We first load the required packages.
```{r 'start', message=FALSE}
## Load libraries
library("derfinder")
library("derfinderData")
library("GenomicRanges")
```
Next, we need to locate the chromosome 21 coverage files for a set of 12 samples. These samples are a small subset from the _BrainSpan Atlas of the Human Brain_ `r Citep(bib[['brainspan']])` publicly available data. The function `rawFiles()` helps us in locating these files.
```{r 'locateAMYfiles'}
## Determine the files to use and fix the names
files <- rawFiles(system.file("extdata", "AMY", package = "derfinderData"),
samplepatt = "bw", fileterm = NULL
)
names(files) <- gsub(".bw", "", names(files))
```
Next, we can load the full coverage data into memory using the `fullCoverage()` function.
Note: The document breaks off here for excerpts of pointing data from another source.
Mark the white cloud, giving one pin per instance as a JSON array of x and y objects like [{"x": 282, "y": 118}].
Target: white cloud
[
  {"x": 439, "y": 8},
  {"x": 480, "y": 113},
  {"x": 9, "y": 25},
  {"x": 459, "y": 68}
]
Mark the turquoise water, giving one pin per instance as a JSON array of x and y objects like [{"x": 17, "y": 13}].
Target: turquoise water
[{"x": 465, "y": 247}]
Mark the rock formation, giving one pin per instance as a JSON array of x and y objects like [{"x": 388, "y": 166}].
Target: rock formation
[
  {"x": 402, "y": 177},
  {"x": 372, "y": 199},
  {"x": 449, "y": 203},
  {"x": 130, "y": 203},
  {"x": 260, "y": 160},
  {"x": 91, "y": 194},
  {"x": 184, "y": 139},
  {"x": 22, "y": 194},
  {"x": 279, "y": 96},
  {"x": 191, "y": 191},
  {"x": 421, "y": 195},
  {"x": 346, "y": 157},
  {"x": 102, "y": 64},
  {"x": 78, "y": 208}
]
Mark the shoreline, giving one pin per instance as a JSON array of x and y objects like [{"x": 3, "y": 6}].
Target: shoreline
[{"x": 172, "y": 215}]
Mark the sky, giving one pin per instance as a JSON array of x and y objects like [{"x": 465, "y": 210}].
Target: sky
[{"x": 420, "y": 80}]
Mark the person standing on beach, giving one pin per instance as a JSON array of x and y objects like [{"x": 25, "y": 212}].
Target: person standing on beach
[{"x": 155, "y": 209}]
Note that the _BrainSpan_ data is already normalized by the total number of mapped reads in each sample. However, that won't be the case with most data sets in which case you might want to use the `totalMapped` and `targetSize` arguments. The function `getTotalMapped()` will be helpful to get this information.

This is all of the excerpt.